Why is tennis so confusing?
Rafael Nadal is playing some guy from Spain. Grunt, grunt, grunt… It’s match point, Alex says. How do you know? He gestures to the little box in the corner of the T.V. screen, where there are columns and arrows I can’t make out.
The scoring is its own language, and the first few games mess with my head. I don’t understand the way points work. Why do we surge upwards in this strange pattern of 15-30-40? After a few games, I start to catch on to what the words mean, although not without some questions:
- “Love” is zero points, which is totally counterintuitive to me. I think “love” is a happy word that should correlate with winning!

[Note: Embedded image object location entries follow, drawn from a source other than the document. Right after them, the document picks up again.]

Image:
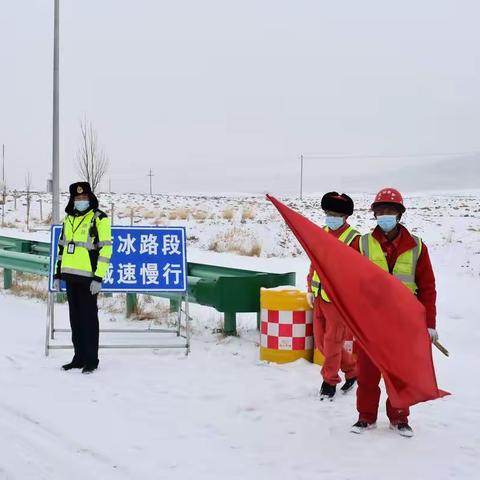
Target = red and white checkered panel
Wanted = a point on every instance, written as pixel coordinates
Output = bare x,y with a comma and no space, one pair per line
285,330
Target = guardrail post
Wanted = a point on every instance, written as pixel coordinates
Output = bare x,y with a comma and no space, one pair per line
7,278
175,305
131,304
230,323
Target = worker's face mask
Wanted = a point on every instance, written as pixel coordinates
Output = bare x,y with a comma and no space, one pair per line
387,222
333,223
81,205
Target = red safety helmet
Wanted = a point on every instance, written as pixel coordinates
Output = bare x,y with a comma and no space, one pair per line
389,196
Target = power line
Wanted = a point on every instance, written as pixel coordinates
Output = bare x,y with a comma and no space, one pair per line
313,156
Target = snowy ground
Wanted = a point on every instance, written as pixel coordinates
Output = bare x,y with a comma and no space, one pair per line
221,413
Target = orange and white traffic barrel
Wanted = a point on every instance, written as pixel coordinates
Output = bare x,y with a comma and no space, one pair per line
286,325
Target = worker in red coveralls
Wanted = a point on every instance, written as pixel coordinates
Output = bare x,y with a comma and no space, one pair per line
329,330
394,249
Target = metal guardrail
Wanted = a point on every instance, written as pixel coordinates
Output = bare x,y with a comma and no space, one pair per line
228,290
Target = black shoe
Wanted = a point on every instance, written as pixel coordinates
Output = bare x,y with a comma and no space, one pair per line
327,391
89,368
349,384
73,364
403,429
362,426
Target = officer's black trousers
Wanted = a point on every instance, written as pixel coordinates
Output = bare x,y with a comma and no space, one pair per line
84,322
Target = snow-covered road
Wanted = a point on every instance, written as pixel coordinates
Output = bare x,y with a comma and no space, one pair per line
220,413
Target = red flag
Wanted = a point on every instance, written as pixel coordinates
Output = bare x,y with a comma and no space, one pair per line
388,322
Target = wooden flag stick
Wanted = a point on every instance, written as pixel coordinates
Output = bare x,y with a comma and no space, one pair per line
442,348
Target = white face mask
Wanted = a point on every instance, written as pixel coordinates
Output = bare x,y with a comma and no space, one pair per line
333,223
387,222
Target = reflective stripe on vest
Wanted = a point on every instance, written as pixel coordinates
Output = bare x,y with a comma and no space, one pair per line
406,265
347,238
78,262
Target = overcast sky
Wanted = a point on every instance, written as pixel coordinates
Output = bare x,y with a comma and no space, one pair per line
224,95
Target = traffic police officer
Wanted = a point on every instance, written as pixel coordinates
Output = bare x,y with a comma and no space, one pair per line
84,252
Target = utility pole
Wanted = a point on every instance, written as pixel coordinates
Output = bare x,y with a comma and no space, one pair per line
55,157
150,174
55,139
301,177
3,165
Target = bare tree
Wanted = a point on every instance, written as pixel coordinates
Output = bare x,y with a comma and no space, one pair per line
92,161
28,188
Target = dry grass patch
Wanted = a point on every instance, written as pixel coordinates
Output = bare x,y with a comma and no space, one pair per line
248,214
200,215
228,214
237,240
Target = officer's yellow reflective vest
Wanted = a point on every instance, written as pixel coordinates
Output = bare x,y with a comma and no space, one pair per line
85,246
347,237
406,265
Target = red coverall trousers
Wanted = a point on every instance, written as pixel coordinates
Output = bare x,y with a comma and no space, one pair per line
368,393
330,334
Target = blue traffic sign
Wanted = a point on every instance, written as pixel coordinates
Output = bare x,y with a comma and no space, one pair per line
144,259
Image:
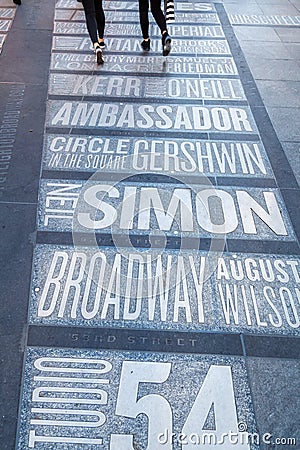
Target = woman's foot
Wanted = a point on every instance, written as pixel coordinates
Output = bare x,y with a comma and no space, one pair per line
101,43
98,52
146,44
166,44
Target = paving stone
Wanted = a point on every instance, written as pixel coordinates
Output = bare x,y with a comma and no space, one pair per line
275,386
256,34
182,386
201,291
119,44
187,345
269,50
126,30
285,122
292,150
278,70
152,64
74,206
188,89
287,35
173,157
285,93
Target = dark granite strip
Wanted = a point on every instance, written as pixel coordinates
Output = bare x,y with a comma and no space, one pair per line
168,242
129,53
154,100
183,38
159,178
24,61
271,142
246,182
134,340
284,175
146,133
265,247
272,347
126,177
148,74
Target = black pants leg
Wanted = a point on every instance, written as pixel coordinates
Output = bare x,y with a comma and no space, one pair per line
95,19
144,20
158,14
100,18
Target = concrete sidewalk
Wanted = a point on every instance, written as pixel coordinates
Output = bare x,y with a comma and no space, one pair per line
150,228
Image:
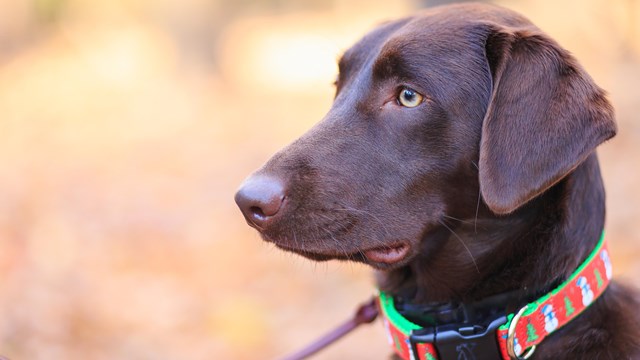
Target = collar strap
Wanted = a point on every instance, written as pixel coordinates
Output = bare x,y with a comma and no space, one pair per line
508,337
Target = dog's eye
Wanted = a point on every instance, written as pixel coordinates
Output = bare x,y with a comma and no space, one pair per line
409,98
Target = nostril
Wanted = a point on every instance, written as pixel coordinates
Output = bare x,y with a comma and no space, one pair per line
257,212
260,198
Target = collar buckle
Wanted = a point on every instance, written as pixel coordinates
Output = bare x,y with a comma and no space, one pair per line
454,342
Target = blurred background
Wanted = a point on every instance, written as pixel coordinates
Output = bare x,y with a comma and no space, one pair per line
126,127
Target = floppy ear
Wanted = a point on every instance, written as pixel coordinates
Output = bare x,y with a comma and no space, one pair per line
545,116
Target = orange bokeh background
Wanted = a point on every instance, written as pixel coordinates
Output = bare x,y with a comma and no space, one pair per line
125,128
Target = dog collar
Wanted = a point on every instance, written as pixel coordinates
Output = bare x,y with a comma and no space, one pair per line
512,336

- “All” means you’re tied. So “15-all” is actually “15-15.” Which is also technically “1-1.” Which is unnecessarily complicated, IMHO.
- “Deuce” means it’s 40-40, or technically 3-3. Okaaaay….
- If you’re in a “deuce” situation, you need to win by 2. Easy enough. Except if you get a point, the score doesn’t change. You just have the “advantage.” Why?
- “Let” means the ball touched the net. Fine, but they could have just said “Re-do,” and we’d all be much clearer on what’s happening.
It takes help from a professional to really cement the scoring in my head. At a family dinner on Friday night, Alex’s cousin’s husband Scott, who is a tennis coach, kindly plays a hypothetical game with me over burgers and corn-on-the-cob. (As expected, he wins the imaginary game, although I do score a few points so we can have a few tie scenarios.) When I ask him why the scoring is so complicated, he says it’s just how the game works, but he agrees it could be a bit simpler.
And at its foundational level, tennis really is pretty straightforward. You start with points, earned in games, played in sets, which make up matches. At Wimbledon, the men have to win three of five sets, and the women must win best of three. This could take hours, even days (or, as I’ve learned, in the case of the longest match in history, 11 hours and 5 minutes over the course of three days).
They say tennis is a lifetime sport, but now I’m amazed people play this well into their 60s and 70s. Clearly, to be good at tennis, you need physical skill, mental finesse, and stamina. (And a cute visor.)
Wowed by Wimbledon
Today, we watch Roger Federer from Switzerland, arguably the greatest tennis player of all time, play the last match of the week at Wimbledon. I check Twitter to see what’s being said about the match. People are commenting on his serve-and-volley style, the beauty of his play, his power. He’s 35 and has won Wimbledon seven times. The crowd roars every time he wins a point. Roger has played for hours, and he doesn’t even look out of breath.
The formality of tennis surprises me. Everyone is so still and quiet during play. When Roger sits down to drink some water, a ball girl stands ramrod-straight at attention by his side. He dries his face with a special Wimbledon towel and tosses it to her. I love to watch the ball kids scurry around. Apparently, over 250 kids serve as ball girls and boys at Wimbledon each year. They start training in February, which explains their speed retrieving balls and their efficient, confident care for the athletes.
Actual play aside, as with nearly anything English, I find Wimbledon charming. The world’s oldest and most prestigious tennis tournament, it’s clearly steeped in tradition. The all-white uniforms, the grass courts, the famous strawberries, grown locally and served with fresh cream. At Wimbledon, the venue looks less like a sporting event than a country club, with people clinking glasses of champagne, listening to live bands play outside the courts, and wearing fancy dresses and suits.
Roger Federer wins his match. Dusk is falling. At Wimbledon, there are no lights on the courts, so the tournament will end before dark. Today is the five-year anniversary of his last title. I wonder if someone will give him complimentary strawberries and scones to celebrate.
Having made progress in my sports fluency today, I feel victorious, too. Maybe I’ll make some scones.